You could also make this thicker by crocheting more rows.

This could also be worn as a necklace, with or without a button to fasten it.

Adding a Button

If you'd like to close off your bracelet with a button rather than a knot you can easily.

Some people add the button after they've completed the bracelet. I added it first by knotting it on my yarn, then creating a slipknot with the yarn and proceeding as normal.

Other than adding a button, the only difference with this is that when you get to the end, you will have to make a loop big enough to slip your button into. Do this big creating an additional chain of stitches, then slip stitching in the second to last stitch you crocheted before you made your button loop chain.

After this, you can make your bracelet thicker by completing another row, or you can make your button loop look more finished by crocheting single stitches around the loop, or you could simply fasten off and weave in your ends.

Beads in Crochet Bracelets

You can add beads to ANY of these tutorials.

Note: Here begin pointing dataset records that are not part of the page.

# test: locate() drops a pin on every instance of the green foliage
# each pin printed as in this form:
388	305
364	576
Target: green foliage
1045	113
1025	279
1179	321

This is something I haven't tried myself, but the process seems a lot easier than it looks. Check out the video to the right to see how to make a beaded i-Cord Bracelet by stranding beads onto the yarn before you start crocheting. The method she uses to add beads to her bracelet is the same method you'd use for any beaded crochet project.

If you finish a bracelet and you think that it would have looked better with beads, don't feel bad! You could always add beads later by sewing them on. Sewing beads on also gives you the advantage of deciding exactly where you would like your beads to be placed. Make sure your beads are sewn on nice and secure though, you don't want them falling off!